Exposiciones, obras de teatro, instalaciones, seminarios y debates sobre temas existenciales planteados en sus libros destacan en un programa que incluye medio centenar de eventos y que se prolongará hasta el otoño.

La casa de Hans Christian Andersen, un museo interactivo diseñado por el arquitecto japonés Kengo Kuma e inaugurado hace cuatro años, acoge una exposición sobre la vida, la muerte y la memoria en la obra del autor, mientras sus jardines adyacentes serán el escenario de un performance bautizado “Flores del recuerdo”.

El festival de cine de Odense estrenará un cortometraje sobre “La sombra”, una de las obras más conocidas de Andersen y que inspirará también un drama sonoro en el teatro local.

La modestia del programa contrasta con el elaborado en 2005 con ocasión del bicentenario de su nacimiento y que incluyó desde conciertos hasta un macroespectáculo televisivo y la elección de famosos de todo el mundo como “embajadores” para atraer más turismo.

No faltaron polémicas como la contratación de Tina Turner, quien cobró 800,000 euros por interpretar dos temas pregrabados en una gala y sin hilo argumental definido, lo que motivó la dimisión del presidente de la fundación y entonces alcalde de Odense, Anker Boye.

El Año Andersen finalizó con un déficit millonario, entre las críticas masivas por un programa en el que el peso de la obra del escritor quedó reducido al mínimo.
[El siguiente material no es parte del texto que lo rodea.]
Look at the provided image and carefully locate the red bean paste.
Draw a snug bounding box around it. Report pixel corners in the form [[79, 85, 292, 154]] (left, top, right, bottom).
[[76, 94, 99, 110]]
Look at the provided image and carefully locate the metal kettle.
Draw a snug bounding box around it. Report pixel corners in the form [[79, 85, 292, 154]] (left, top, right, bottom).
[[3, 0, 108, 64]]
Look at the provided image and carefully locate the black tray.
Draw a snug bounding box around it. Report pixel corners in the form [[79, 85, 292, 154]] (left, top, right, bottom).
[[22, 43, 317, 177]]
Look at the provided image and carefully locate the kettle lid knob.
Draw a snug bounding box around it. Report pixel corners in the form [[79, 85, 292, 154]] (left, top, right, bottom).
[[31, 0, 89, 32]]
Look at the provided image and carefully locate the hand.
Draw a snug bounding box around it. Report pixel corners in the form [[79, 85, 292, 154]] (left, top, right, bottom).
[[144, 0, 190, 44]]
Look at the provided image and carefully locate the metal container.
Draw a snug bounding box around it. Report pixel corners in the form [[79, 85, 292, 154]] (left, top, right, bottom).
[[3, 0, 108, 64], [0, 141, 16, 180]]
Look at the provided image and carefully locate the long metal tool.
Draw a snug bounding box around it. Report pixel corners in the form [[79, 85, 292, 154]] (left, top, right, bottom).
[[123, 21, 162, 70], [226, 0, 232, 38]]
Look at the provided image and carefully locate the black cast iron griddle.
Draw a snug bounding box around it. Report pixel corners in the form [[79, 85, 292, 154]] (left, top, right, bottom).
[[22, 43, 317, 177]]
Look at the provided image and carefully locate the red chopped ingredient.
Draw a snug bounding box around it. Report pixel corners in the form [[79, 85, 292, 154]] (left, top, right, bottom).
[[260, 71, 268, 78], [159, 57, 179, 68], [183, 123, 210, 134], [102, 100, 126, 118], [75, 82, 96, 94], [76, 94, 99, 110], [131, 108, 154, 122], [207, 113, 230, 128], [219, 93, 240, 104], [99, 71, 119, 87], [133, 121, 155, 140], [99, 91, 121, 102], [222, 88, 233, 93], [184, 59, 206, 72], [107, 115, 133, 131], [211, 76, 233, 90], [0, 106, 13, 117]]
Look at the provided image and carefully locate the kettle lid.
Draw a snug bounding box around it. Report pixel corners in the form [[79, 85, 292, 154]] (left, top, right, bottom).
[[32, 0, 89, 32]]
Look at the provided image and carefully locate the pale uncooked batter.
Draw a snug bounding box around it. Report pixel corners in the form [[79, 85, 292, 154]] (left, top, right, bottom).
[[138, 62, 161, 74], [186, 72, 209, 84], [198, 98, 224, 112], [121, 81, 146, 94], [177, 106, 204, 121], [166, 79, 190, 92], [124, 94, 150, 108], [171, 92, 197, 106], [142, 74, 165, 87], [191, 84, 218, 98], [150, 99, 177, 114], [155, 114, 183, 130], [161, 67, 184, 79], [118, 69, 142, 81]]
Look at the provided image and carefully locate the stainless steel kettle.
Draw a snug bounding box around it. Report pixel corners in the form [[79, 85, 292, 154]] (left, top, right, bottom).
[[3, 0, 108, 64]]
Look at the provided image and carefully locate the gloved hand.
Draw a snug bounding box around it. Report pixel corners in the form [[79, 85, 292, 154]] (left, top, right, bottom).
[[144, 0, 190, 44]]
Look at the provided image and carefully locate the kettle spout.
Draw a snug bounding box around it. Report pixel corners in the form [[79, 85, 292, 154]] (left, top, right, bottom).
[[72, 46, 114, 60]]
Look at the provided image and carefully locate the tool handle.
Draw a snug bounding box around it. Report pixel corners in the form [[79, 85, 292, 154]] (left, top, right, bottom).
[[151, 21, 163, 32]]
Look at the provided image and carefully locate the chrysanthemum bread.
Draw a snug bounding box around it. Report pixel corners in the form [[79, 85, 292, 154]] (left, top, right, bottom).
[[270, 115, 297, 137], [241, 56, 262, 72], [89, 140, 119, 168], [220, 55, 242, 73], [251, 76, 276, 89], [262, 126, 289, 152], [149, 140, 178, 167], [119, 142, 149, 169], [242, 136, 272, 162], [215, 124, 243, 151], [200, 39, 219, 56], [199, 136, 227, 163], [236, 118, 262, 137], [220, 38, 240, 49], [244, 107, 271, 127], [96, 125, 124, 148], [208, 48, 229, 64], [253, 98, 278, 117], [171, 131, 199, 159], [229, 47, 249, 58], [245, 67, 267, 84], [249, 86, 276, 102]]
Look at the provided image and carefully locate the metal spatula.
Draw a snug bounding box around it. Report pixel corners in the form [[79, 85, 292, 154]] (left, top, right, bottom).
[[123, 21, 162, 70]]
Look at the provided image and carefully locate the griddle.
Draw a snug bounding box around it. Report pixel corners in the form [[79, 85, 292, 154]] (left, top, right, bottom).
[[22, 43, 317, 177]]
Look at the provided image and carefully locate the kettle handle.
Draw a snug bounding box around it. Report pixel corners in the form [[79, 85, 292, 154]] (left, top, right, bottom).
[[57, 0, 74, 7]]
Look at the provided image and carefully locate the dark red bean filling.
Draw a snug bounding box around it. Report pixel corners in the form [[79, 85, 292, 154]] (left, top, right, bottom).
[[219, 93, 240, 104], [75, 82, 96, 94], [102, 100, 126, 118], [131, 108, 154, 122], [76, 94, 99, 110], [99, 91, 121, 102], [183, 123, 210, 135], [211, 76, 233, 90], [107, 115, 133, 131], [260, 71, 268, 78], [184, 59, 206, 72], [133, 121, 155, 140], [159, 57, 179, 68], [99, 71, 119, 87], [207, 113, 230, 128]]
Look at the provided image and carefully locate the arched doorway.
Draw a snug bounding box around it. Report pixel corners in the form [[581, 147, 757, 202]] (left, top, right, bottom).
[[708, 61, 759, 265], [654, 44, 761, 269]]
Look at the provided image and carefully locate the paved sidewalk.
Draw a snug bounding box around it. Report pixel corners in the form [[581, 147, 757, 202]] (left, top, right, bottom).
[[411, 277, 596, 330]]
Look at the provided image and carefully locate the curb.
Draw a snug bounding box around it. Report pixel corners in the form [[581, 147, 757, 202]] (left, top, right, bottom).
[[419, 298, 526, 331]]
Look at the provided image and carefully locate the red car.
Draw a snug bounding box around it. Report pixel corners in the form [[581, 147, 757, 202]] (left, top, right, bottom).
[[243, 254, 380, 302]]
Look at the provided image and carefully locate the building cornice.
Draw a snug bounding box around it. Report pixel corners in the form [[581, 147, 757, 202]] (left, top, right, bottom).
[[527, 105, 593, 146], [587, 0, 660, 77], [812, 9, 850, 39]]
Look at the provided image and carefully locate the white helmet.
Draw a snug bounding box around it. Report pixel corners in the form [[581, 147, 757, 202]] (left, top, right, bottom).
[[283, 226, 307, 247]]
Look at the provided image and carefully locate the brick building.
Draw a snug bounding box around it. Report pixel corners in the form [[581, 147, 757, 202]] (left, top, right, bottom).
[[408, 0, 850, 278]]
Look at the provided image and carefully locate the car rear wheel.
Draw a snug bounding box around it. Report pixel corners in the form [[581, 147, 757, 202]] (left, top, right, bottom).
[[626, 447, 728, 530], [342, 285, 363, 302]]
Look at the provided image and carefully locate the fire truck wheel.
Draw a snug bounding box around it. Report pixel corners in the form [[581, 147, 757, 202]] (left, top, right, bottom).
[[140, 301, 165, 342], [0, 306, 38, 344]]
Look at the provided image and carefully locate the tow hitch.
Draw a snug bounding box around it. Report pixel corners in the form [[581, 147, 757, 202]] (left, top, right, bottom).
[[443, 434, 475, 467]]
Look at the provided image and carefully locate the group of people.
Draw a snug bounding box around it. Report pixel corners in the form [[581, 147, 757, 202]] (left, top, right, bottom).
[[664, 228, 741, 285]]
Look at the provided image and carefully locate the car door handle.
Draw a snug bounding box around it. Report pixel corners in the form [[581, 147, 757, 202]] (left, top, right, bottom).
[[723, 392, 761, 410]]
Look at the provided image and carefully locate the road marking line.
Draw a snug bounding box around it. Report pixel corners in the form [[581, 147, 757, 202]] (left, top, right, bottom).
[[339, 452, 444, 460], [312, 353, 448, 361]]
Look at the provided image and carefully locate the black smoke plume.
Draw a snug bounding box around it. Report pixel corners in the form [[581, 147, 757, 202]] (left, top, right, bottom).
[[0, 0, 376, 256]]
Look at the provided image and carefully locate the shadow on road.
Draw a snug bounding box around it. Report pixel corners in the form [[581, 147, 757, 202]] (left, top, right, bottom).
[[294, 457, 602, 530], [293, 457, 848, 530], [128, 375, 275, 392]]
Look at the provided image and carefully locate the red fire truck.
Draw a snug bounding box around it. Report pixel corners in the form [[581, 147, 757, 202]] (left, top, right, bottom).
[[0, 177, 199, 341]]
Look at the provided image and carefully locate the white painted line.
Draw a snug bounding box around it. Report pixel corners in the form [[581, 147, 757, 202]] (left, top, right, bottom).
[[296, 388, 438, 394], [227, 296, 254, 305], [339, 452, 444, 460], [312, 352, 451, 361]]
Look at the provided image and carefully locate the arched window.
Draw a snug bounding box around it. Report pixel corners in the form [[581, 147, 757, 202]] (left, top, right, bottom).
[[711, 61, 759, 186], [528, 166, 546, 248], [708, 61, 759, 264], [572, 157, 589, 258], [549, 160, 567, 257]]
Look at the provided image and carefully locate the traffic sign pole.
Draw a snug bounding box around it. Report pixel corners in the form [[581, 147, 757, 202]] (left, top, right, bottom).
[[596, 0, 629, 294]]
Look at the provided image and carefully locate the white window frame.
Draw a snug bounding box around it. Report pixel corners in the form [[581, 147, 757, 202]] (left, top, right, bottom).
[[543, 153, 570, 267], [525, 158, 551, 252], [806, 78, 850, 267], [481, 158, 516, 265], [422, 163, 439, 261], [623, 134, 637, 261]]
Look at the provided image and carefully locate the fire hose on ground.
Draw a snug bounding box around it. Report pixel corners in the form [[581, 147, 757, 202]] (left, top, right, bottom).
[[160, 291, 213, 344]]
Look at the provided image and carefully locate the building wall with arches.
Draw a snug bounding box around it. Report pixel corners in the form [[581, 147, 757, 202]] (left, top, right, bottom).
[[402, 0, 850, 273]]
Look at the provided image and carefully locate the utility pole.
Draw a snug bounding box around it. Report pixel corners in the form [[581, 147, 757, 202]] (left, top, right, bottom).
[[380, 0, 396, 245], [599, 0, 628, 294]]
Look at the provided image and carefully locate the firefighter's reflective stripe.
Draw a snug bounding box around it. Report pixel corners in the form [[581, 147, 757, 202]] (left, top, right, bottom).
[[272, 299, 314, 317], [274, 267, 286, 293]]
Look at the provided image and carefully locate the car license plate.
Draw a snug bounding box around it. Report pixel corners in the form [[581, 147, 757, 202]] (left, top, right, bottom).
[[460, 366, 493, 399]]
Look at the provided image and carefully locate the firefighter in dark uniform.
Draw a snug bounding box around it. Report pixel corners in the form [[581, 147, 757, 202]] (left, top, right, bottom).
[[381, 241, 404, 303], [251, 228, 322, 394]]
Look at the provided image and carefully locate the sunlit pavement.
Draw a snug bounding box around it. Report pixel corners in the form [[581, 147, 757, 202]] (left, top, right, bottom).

Pocos autores han logrado la difusión de Andersen, traducido a 150 idiomas y que mantiene su capacidad para atraer a niños y adultos, sin que el paso del tiempo parezca afectar su vigencia.

Una de las claves de su universalidad es que fue el primero que dio voz propia a los más pequeños y escribió sobre cómo los adultos deben aprender a ser niños de nuevo.

La humanidad de sus personajes, su predilección por los golpeados por la sociedad y cómo plantea cuestiones existenciales en cuentos aparentemente infantiles son algunos de los méritos reconocidos del creador de historias como “La sirenita”, “El soldado de plomo” y “El patito feo”.

Aunque hace muchos años que Andersen goza de la condición de autor nacional de Dinamarca, le costó ser reconocido en su país, y solo cuando ya había alcanzado un enorme éxito en Inglaterra y Estados Unidos se le trató como una celebridad.